Tencent and Qwen Trained Robot Policies Without Teleoperation

Weekly Physical AI roundup.

Jun 18, 2026

Both assembled their training data from human and open video rather than fresh robot teleoperation, and both report cross-embodiment transfer from it. Tencent shipped its full stack under Apache-2.0; Qwen’s weights are still behind a pilot.

Two open stacks, trained off the robot

Tencent’s Hy-Embodied-0.5-VLA is the more complete release: Apache-2.0 weights, training code, and an open 2,163-hour slice of a roughly 10,000-hour dataset collected with a custom fingertip UMI rig tracked by optical mocap. The model pairs a mixture-of-transformers backbone with a flow-matching action expert and a relative end-effector action representation meant to carry across embodiments, with a reward-free offline RL stage (FlowPRO) on top. It reports around 90% on RoboTwin 2.0, leading the open VLAs, and the claim worth testing is cross-embodiment manipulation trained from human UMI data with no teleoperation on the target robot.

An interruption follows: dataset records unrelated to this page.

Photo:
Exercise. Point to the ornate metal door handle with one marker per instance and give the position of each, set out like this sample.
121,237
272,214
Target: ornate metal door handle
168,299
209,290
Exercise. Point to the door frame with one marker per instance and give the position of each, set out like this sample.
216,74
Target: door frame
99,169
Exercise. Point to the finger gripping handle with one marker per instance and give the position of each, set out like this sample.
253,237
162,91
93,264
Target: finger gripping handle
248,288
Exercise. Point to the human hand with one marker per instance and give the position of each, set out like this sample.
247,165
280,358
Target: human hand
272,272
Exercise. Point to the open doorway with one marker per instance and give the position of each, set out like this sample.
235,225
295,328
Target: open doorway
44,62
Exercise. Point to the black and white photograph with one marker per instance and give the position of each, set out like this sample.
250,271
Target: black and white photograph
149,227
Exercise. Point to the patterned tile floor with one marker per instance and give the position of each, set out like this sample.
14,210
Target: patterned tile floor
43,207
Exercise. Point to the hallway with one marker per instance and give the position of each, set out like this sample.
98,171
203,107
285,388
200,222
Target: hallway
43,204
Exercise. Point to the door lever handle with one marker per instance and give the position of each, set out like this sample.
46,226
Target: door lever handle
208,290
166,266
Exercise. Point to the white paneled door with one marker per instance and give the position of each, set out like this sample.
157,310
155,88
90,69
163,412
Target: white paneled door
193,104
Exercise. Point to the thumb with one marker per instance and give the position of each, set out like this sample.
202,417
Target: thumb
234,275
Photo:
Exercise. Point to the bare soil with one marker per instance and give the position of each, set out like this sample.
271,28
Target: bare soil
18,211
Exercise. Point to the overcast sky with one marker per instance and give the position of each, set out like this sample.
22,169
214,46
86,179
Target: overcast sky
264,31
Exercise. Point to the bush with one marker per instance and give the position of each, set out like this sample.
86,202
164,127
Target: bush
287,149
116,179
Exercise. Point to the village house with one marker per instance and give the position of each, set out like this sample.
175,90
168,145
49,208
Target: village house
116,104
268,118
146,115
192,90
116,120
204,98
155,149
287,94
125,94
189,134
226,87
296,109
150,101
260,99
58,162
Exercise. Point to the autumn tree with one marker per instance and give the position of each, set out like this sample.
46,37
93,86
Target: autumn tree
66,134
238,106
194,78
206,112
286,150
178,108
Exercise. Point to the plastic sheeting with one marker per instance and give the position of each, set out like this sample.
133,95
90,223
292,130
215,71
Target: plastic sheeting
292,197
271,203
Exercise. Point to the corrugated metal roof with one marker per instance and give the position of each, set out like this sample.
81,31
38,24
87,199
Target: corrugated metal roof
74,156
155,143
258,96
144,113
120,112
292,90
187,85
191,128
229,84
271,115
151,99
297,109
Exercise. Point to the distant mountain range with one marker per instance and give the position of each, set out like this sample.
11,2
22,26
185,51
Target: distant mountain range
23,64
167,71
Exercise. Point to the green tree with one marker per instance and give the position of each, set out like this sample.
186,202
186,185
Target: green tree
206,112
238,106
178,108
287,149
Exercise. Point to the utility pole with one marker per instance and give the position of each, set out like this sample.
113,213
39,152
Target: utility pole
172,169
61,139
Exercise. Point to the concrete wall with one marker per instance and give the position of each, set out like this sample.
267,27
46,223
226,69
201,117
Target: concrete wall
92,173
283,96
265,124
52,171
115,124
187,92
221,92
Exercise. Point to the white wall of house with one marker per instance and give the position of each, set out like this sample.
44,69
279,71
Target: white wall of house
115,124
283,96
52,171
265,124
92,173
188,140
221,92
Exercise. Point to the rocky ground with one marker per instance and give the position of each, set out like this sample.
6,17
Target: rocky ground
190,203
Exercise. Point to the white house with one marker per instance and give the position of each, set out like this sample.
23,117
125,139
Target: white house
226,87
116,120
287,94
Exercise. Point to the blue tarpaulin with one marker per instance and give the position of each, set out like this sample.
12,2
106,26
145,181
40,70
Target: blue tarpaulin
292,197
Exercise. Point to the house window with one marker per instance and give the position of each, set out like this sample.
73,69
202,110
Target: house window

Qwen-RobotSuite makes the same bet at a different scale: RobotManip is a VLA on Qwen3.5-4B trained on about 38,100 hours assembled only from open robot datasets, human video, and human-to-robot synthesis, reporting 3x the prior cross-embodiment state of the art, alongside RobotWorld, a language-conditioned video world model meant to generate synthetic training data, and RobotNav for navigation. The catch is availability. Two of the three Qwen models reportedly have public repos, but downloadable weights are still gated behind an enterprise pilot, so for now Tencent’s is the one you can actually run.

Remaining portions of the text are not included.